India’s second-hand apparel market is projected to grow from $3,003.65 million in 2023 to an estimated $9,111.35 million by 2032, with CAGR of 13.04% from 2024 to 2032, as per Credence Research.
According to Nishita Goenka and Niti Goenka, co-founders of preloved luxury marketplace My Almari, issues such as trust, authentication, and pricing transparency are a concern. The brand started in 2023 with 8-10 orders per month, and today processes over 150 orders a month.
“The products are authenticated, carefully curated, and priced in a way that aligns with market demand. We have partnered with internationally recognised third-party licensed authenticators to guarantee authenticity, reinforcing buyer confidence. The in-person product trials for Mumbai-based buyers and detailed virtual consultations for others has helped us build a strong and loyal customer base,” said Nishita Goenka. The hot-sellers range from Hermès, Chanel and Louis Vuitton.
“Indian buyers are price-conscious but not necessarily looking for the cheapest option—they seek perceived value. A Birkin bag that was purchased for approximately Rs 8 lakh a decade ago, was recently resold for over Rs 18 lakh, highlighting how luxury items can significantly appreciate over time. At the same time, there is a strong demand for brands like Michael Kors, Coach, and Tory Burch, particularly among first-time buyers entering the luxury space. This mix of ultra-luxury and accessible luxury allows us to cater to different buyer segments effectively aged 25-45 years,” added Nishita Goenka, who expects 2025 to have even stronger traction across different price points.
On a global level, the secondhand apparel market will reach $350 billion by 2028, up from $197 billion in 2023, as per the global thrift retailer ThredUp. From an India perspective, the market is growing less than the global average, agrees Prabodh Mishra, associate professor, fashion communication, Pearl Academy. He said: “The receptivity of preloved fashion is more in the age group of 15 to 25 years. But despite a tradition of passing on to generations, it is not reflected in the economics.”
Premium brands are even taking preloved to smaller cities. Tata CLiQ Luxury last year curated a selection of ‘Pre-owned Timeless Icons’ to offer a wide range of vintage, limited-edition products. “The response to this category has been overwhelmingly positive.
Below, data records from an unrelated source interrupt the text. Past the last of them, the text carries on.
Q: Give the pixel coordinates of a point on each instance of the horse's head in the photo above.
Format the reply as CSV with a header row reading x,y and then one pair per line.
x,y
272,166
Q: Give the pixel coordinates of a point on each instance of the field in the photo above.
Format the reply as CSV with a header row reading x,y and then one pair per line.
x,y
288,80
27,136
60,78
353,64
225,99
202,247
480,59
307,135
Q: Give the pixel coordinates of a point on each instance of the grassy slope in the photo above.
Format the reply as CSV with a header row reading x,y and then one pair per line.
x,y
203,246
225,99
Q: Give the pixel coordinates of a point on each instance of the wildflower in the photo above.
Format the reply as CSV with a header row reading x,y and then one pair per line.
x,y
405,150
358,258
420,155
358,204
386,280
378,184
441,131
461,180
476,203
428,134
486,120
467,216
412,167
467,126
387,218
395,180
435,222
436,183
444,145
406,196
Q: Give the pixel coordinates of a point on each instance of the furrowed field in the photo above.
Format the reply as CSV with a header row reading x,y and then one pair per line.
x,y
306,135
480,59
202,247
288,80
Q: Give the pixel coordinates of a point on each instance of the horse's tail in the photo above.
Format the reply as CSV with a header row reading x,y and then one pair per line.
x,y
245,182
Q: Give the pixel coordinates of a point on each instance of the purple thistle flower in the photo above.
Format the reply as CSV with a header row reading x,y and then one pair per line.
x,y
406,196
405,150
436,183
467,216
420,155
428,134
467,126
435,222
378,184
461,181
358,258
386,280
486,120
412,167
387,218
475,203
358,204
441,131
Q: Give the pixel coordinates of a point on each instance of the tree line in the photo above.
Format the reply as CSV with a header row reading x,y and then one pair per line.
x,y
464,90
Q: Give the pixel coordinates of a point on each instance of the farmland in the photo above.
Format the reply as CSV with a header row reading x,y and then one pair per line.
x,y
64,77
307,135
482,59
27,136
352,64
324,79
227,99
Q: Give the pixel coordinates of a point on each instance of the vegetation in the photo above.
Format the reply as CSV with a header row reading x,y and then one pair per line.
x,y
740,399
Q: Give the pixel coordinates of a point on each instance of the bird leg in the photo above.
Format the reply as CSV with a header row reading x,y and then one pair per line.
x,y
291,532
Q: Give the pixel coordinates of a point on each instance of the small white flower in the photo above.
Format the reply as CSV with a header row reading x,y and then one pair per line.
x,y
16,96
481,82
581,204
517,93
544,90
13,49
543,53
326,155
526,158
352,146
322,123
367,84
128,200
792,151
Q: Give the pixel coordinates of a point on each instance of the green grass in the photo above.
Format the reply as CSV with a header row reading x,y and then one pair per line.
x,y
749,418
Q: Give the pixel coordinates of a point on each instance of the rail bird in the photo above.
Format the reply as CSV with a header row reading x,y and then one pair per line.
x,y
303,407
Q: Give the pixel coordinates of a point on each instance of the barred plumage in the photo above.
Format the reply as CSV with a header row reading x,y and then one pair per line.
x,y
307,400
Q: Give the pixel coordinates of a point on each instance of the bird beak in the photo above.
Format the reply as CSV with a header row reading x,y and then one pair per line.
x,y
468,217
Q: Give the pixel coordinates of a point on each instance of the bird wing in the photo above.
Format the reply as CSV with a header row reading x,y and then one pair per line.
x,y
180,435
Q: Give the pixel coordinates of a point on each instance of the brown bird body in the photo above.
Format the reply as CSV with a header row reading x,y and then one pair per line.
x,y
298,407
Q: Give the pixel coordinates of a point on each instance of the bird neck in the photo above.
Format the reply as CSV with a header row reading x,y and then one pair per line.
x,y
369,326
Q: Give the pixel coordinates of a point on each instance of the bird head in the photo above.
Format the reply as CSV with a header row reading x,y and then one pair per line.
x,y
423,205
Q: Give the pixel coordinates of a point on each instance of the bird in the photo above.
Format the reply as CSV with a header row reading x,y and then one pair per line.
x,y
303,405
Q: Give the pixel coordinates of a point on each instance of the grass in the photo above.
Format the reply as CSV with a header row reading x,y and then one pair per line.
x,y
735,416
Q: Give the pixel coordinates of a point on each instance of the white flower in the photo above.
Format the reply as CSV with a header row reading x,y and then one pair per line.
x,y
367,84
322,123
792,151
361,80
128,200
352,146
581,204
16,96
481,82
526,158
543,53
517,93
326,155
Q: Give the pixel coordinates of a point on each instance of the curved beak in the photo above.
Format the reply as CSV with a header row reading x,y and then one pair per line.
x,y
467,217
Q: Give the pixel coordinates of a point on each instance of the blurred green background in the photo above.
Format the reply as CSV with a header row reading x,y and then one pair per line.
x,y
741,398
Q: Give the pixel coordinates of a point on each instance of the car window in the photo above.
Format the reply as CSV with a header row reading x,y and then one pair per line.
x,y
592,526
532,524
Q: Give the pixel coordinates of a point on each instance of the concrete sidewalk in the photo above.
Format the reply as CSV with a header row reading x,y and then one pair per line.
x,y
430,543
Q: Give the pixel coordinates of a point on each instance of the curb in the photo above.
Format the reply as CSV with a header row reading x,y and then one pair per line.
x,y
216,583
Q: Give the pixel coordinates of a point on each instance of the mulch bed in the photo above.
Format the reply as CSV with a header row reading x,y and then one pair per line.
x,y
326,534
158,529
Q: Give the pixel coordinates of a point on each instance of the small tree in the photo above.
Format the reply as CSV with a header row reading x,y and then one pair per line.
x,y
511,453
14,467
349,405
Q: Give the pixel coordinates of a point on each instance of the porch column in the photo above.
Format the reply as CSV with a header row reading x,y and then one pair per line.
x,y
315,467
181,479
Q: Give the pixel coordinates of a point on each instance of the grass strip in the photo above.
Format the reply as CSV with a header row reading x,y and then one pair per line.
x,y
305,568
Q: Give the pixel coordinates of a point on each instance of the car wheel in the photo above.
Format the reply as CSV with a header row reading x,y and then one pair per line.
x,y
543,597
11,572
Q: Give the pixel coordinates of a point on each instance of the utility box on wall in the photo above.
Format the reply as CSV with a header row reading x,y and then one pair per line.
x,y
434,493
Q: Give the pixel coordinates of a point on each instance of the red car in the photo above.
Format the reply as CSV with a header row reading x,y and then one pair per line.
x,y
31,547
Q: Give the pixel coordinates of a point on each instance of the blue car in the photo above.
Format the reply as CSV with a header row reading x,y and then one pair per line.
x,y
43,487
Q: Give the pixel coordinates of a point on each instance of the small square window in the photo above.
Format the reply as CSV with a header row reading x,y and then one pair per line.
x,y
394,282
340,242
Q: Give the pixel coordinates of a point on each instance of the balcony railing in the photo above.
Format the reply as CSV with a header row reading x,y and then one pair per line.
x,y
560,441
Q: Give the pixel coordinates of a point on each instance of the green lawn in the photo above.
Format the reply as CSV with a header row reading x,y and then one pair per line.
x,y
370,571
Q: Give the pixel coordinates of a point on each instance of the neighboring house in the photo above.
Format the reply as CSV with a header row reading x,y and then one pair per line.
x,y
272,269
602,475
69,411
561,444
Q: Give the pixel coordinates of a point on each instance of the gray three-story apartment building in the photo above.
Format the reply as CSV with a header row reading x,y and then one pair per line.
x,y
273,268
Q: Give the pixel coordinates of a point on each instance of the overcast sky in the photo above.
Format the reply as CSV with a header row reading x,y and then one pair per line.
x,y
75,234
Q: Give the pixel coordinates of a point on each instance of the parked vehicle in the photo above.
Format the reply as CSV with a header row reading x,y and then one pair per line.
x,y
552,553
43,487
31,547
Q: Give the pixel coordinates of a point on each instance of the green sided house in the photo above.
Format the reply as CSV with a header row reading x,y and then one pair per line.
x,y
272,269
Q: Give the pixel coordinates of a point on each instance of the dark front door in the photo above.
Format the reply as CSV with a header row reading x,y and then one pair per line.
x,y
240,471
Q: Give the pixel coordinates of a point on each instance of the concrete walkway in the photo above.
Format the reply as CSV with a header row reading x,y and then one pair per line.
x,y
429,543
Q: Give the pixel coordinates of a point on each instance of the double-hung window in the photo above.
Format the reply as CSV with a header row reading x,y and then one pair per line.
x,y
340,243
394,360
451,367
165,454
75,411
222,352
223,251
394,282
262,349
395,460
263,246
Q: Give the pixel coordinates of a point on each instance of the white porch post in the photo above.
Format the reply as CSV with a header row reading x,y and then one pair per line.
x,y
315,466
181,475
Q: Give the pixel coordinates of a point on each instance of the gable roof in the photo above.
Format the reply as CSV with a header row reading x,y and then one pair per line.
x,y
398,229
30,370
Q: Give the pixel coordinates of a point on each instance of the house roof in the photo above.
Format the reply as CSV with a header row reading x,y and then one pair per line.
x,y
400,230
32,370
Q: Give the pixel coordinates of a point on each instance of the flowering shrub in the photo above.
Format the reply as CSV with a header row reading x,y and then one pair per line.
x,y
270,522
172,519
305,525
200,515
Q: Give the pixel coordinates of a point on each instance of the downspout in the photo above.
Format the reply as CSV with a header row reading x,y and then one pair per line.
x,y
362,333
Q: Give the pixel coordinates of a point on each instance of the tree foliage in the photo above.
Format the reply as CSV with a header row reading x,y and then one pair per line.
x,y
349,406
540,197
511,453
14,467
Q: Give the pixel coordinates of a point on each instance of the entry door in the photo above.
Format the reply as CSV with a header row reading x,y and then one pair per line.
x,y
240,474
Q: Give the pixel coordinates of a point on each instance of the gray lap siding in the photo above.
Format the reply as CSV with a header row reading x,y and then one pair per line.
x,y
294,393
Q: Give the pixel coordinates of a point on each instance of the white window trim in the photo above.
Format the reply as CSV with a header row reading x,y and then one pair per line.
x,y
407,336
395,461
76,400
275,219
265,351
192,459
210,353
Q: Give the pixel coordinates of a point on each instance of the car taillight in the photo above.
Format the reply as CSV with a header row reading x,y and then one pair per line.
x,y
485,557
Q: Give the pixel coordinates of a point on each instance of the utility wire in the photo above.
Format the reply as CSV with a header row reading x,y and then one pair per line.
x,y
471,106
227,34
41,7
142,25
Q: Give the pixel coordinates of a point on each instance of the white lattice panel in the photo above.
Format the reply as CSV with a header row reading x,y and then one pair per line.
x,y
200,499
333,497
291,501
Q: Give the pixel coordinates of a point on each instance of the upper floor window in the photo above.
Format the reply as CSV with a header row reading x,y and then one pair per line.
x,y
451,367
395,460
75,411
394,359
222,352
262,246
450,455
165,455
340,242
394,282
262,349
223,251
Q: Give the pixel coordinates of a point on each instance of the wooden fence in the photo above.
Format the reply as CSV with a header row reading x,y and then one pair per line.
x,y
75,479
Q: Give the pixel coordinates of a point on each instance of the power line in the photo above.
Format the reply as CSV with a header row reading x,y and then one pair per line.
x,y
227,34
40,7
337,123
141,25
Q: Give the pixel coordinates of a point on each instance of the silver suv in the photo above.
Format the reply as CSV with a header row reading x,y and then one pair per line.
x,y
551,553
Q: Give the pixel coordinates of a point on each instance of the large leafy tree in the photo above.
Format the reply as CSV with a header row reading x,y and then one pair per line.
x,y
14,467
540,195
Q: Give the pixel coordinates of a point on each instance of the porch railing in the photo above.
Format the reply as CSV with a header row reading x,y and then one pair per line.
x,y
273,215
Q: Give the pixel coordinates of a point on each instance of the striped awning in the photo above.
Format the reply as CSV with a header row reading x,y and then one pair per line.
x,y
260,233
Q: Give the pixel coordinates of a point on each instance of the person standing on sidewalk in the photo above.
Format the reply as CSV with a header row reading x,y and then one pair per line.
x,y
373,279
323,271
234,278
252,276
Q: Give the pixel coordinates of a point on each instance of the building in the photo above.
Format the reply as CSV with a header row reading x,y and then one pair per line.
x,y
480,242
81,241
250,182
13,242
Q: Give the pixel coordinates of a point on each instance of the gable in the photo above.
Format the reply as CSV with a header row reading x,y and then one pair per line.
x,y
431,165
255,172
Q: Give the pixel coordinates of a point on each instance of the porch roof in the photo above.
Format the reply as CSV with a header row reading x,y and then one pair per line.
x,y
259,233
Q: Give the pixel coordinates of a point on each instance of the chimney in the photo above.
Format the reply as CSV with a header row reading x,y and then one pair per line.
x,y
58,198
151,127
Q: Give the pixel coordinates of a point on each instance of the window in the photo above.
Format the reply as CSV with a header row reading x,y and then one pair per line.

A range of luxury timepieces from brands like Rolex, Omega, Breitling, TAG Heuer like the Rolex GMT-Master II, Submariner, and Datejust are in high demand, and so are pre-owned luxury handbags from brands like Bottega Veneta, Gucci, Fendi, and Louis Vuitton. But we witnessed a strong demand from non-metro markets like Ajmer, Bhubaneswar, Cuttack, Guwahati, Patiala, and Raipur that account for up to 45% of the total sales in the timepieces segment, highlighting the expanding reach of luxury pre-owned products beyond major urban centres,” said Gopal Asthana, CEO, Tata CLiQ, who plans to diversify the brand portfolio this year.
For Mehra, the demand for preloved with an average order value between Rs 15,000 and Rs 15 lakh comes from Delhi, Mumbai, Bengaluru, Chennai, Kolkata, Hyderabad, with equal and great demand in tier-2 cities like Indore, Imphal, Chandigarh and Coimbatore.